Spécialiste éminent du répertoire tchèque, il s’est régulièrement produit en France en dirigeant les œuvres de ses compatriotes. Je l’ai personnellement découvert lorsque je travaillais Théâtre du Châtelet alors que nous avions lancé la biennale « Festival International d’orchestres ». Il était venu en 1984 avec l’Orchestre symphonique de Prague « FOK » dans le Requiem de Dvořák. Dvořák dont il dirigera l’opéra Russalka en 2005 à l’Opéra Bastille, chantant dans son jardin, Jiří Bělohlávek, fait la différence avec James Conlon qui l’avait précédé dans cette production. Alors que l’Américain soulignait à l’excès l’empire de Wagner sur la partition de Dvořák, le Tchèque faisait chanter l’orchestre de l’Opéra de Paris avec la sensualité tendrement nostalgique caractéristique de Dvořák, se fondant dans la partition pour en exalter les couleurs, jouissant à plein de la flexibilité de l’Orchestre de l’Opéra de Paris, à qui la musique tchèque va décidément fort bien. Bělohlávek revient à Bastille dans Juliette ou la clef des songes de Martinů, à l’Opéra Garnier dans la Fiancée vendue du même Smetana en 2006 et Ma Patrie de Smetana en 2006. En 2004, il faisait ses débuts au Metropolitan Opera de New York.

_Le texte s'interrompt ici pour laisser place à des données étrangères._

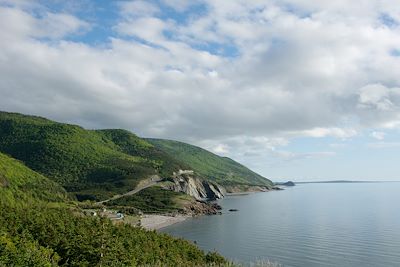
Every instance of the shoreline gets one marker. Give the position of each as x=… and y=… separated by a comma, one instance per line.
x=156, y=222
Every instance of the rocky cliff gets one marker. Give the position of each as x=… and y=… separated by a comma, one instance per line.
x=187, y=182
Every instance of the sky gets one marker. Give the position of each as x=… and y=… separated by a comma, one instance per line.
x=294, y=89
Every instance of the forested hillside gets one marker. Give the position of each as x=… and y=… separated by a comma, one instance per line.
x=98, y=164
x=224, y=171
x=39, y=226
x=90, y=164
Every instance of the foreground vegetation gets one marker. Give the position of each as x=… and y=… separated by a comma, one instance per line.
x=222, y=170
x=39, y=226
x=98, y=164
x=151, y=200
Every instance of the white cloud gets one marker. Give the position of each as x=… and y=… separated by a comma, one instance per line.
x=293, y=71
x=382, y=145
x=378, y=135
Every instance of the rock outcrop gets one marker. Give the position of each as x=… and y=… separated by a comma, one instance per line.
x=187, y=182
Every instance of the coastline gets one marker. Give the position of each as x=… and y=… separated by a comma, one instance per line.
x=156, y=222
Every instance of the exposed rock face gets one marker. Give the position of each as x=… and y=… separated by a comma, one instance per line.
x=187, y=182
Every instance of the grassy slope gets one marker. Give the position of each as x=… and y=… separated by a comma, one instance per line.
x=153, y=200
x=91, y=164
x=38, y=229
x=220, y=169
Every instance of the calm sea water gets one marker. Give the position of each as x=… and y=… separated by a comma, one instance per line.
x=307, y=225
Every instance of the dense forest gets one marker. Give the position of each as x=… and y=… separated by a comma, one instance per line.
x=97, y=164
x=41, y=226
x=47, y=168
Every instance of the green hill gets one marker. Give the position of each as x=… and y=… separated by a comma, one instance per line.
x=39, y=226
x=224, y=171
x=19, y=183
x=90, y=164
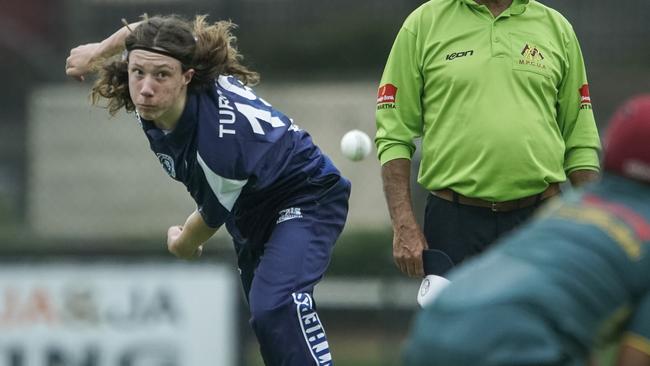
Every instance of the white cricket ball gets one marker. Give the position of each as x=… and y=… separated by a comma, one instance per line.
x=356, y=145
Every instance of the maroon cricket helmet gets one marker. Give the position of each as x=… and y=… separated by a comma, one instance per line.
x=627, y=141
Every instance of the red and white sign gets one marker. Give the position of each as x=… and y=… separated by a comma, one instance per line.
x=387, y=94
x=584, y=94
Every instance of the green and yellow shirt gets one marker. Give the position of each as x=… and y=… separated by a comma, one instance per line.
x=502, y=104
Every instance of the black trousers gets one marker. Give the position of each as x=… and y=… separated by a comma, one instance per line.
x=460, y=231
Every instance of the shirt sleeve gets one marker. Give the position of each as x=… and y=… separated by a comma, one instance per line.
x=638, y=332
x=575, y=114
x=399, y=109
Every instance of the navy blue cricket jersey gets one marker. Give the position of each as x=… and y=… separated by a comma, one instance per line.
x=240, y=159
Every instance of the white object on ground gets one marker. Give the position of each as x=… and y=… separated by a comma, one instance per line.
x=430, y=288
x=356, y=145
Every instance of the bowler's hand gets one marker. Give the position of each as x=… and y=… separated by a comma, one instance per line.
x=178, y=248
x=408, y=244
x=81, y=60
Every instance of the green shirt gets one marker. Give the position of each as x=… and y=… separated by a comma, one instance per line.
x=502, y=104
x=576, y=278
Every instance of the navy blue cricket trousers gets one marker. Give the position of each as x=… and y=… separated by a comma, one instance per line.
x=279, y=275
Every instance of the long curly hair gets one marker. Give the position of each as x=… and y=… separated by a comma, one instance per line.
x=207, y=48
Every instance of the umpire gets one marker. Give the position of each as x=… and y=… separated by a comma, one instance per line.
x=497, y=90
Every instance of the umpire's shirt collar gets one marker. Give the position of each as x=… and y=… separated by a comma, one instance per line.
x=517, y=7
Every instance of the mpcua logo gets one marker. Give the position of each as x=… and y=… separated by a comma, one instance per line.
x=531, y=55
x=386, y=96
x=456, y=55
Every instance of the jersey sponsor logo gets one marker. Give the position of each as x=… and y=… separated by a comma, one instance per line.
x=455, y=55
x=386, y=96
x=608, y=222
x=255, y=110
x=532, y=56
x=168, y=164
x=639, y=224
x=289, y=214
x=585, y=99
x=312, y=329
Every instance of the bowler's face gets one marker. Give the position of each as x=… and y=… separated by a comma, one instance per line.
x=156, y=83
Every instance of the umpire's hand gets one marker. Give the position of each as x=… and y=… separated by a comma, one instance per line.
x=408, y=244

Jiří Bělohlávek dirigeant la Philharmonie Tchèque aux Proms de Londres 2014. Photo : DR

En 2009, Jiří Bělohlávek présidait le Concours international des jeunes chefs d’orchestre de Besançon. Parmi les œuvres dont il a dirigé la création, la Symphonie n° 3 de Viktor Kalabis en 1972, Der Weg nach Eisenstadt de Günter Bialas en 1980, et Stufen de Sofia Gubaïdulina en 1989. Au sein de sa très riche discographie, citons Les excursions de Mr Broucek (CD DG) et Katja Kabanova mis en scène par Robert Carsen (DVD FRAMusica) de Janáček, l’intégrale des Symphonies de Martinů (Onyx), l’œuvre pour orchestre de Suk (Chandos), l’intégrale des Symphonies, Concertos (voir http://brunoserrou.blogspot.fr/2014/08/cd-antonin-Dvořák-integrale-des.html), Poèmes et Danses symphoniques, et le Stabat Mater de Dvořák (CD Decca), Tristan und Isolde de Wagner capté au Festival de Glyndebourne dans la mise en scène de Nikolaus Lenhoff (DVD Opus Arte).

Jiří Bělohlávek dirigeant l'un de ses tous derniers concert le 1er janvier 2017 à Prague. Photo : DR

Jiří Bělohlávek est mort à Prague jeudi 1er juin 2017 des suites d’une longue maladie.